Liesje
Posted : 3/9/2011 8:34:23 PM
Maxs Mom
I am new to obedience for the show ring, I recently attended a Bridget Carlsen seminar. She says never correct the dog in heel position. I realize you are talking about reinforcement not correction, but her insight I thought was interesting. She said heeling is boring, and you do not want to discourage anything in the heel position. She suggested if your dog is lagging or whatever you feel you need to correct, you break heel position (she would get in front of her dog) correct it for the bad behavior then set the dog into a behavior to encourage proper heeling, (spinning or whatever) then the dog would move into a proper heel, do 3-4 steps, release and reward for GOOD behavior. I found her method very encouraging to the dogs. She is all about motivation, which especially for Teddi is IMPORTANT.
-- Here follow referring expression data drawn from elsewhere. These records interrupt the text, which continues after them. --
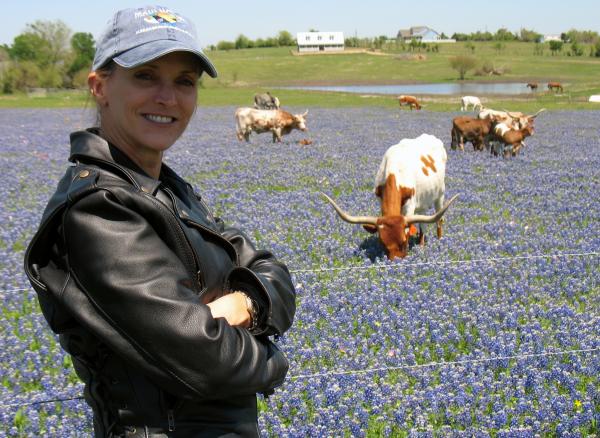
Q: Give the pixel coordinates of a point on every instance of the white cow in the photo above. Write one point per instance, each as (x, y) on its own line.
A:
(410, 181)
(473, 101)
(278, 122)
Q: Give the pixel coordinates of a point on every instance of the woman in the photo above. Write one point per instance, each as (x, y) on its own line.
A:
(165, 311)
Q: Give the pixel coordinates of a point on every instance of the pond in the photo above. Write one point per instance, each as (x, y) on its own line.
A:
(465, 88)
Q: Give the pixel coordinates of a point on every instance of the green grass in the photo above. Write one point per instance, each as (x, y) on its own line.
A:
(245, 72)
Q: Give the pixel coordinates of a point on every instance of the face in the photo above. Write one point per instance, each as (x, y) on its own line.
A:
(394, 235)
(145, 109)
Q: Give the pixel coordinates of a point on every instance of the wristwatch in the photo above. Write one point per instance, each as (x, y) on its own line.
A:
(252, 308)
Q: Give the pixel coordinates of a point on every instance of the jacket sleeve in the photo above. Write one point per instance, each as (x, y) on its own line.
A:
(264, 278)
(142, 306)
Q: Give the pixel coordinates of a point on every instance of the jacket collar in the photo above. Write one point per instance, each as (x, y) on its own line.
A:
(89, 144)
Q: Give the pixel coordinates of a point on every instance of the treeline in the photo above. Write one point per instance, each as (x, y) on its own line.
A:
(47, 55)
(527, 35)
(283, 39)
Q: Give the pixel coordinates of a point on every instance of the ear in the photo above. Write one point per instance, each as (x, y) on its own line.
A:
(370, 228)
(97, 86)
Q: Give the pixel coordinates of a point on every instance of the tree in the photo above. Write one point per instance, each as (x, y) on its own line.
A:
(576, 49)
(30, 47)
(82, 47)
(285, 39)
(504, 34)
(462, 64)
(57, 35)
(530, 36)
(241, 42)
(555, 46)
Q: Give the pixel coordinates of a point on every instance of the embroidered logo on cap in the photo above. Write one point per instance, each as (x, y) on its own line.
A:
(162, 17)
This is sort of how I work it with Nikon. What most people would think of as a physical correction doesn't really compute, it's just nagging to him. If I want to correct him, I have to let him make a real mistake (like I make a turn and he's not paying attention) and give him a correction, not just a nag. Constant nagging when the dog is only slightly flat, slightly lagging, etc does not seem productive at all. But, this is for competition heeling, not working with shelter dogs. With the shelter dogs, we used the "be a tree" method and that's about it, couldn't really use treats and corrections of any kind weren't appropriate since we didn't know what kind of dog we were dealing with.
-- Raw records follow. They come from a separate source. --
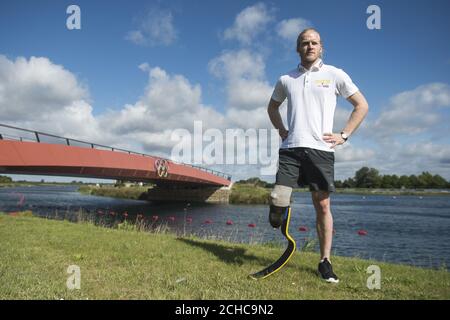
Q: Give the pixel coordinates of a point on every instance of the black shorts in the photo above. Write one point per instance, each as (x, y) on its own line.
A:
(306, 166)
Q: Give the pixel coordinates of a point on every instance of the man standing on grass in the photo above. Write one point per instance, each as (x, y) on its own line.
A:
(306, 155)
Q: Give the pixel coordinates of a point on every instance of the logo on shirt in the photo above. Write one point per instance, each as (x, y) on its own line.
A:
(323, 83)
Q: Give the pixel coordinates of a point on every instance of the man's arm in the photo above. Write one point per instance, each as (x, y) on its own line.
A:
(275, 117)
(360, 109)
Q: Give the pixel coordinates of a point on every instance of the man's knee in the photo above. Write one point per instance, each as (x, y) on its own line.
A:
(321, 201)
(280, 199)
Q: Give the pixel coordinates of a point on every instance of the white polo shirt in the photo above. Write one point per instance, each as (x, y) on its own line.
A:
(312, 96)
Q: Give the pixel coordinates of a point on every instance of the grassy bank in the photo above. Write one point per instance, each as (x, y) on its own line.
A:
(121, 264)
(134, 192)
(249, 194)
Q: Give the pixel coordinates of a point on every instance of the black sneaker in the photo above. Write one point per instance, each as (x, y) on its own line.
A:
(326, 271)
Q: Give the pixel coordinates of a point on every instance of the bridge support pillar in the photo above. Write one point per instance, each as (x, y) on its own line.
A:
(189, 194)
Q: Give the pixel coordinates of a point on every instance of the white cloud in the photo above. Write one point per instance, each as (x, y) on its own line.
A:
(249, 23)
(30, 88)
(412, 112)
(156, 28)
(171, 101)
(289, 29)
(248, 92)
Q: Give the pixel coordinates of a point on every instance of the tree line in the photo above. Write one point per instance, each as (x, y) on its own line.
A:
(371, 178)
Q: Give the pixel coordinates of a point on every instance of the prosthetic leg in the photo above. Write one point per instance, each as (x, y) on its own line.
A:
(279, 216)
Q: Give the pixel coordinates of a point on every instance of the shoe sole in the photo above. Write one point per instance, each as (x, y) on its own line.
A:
(329, 280)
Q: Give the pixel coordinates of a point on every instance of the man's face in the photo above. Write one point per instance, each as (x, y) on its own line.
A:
(310, 48)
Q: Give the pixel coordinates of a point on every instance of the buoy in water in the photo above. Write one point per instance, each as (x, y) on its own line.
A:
(362, 232)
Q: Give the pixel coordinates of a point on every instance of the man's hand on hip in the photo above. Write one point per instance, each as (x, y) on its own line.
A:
(283, 133)
(334, 138)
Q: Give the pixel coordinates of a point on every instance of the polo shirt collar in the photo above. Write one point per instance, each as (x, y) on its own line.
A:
(315, 67)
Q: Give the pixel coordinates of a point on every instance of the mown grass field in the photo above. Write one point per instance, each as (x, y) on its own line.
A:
(124, 264)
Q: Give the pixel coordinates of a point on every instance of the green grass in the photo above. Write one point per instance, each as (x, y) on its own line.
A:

We also do perch work like in Anne's video. What the girl demonstrates in the video is standard for how I train it. My dogs need to understand heel/fuss as the position, not the movement. They learn to find heel from anywhere. It is really important for the pivots and side-steps in Rally.
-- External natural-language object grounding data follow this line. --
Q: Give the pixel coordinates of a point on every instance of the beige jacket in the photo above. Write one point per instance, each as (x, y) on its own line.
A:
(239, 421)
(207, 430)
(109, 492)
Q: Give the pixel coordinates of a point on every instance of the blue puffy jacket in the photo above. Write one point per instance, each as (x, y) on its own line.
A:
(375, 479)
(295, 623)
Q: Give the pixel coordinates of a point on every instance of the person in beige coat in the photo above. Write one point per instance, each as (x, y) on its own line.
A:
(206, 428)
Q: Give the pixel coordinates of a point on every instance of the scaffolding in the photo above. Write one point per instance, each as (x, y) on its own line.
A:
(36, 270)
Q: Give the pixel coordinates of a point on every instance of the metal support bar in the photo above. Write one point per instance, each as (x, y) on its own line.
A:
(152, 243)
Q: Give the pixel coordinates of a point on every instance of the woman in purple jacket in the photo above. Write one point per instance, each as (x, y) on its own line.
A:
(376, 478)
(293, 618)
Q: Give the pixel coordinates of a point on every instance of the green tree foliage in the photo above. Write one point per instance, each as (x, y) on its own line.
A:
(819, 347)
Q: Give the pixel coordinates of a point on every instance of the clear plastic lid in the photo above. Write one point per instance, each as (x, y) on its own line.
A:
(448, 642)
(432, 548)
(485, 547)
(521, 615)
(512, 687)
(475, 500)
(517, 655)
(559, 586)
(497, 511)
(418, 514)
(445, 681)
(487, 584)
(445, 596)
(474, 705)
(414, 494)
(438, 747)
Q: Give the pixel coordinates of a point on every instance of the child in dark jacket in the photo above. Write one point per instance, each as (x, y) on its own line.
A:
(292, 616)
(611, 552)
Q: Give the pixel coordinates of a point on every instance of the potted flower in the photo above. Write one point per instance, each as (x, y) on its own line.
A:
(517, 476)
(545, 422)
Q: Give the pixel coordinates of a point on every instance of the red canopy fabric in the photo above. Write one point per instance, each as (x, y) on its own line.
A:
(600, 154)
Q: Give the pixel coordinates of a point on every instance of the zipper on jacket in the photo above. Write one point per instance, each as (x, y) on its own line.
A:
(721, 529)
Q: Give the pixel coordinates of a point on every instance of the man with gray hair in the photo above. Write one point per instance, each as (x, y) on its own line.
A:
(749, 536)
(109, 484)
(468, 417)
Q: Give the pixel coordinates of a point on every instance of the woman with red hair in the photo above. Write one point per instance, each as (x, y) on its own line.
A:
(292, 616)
With a puppy like Pan, I'm doing the perch work, training the dog to find heel, and doing the movement (where I'm walking around with the dog heeling). For the last part, I am feeding the dog as I go. My goal here is not necessarily for this method to train the heeling, but for the dog to develop the physical conditioning and "muscle memory" for the correct position for a prancy heel with a lot of collecting in the rear. This style is not at all natural to any dog especially a German shepherd. Once the puppy is proficient with the perch work and finding heel from anywhere, we start adding the movement/walking in heel position and by then the puppy has done enough luring in that position to move how I want. About the time the dog is ready for that transition, I'm changing from food reward to a toy reward for heeling sequences. Pan is 6 months and still getting all food rewards.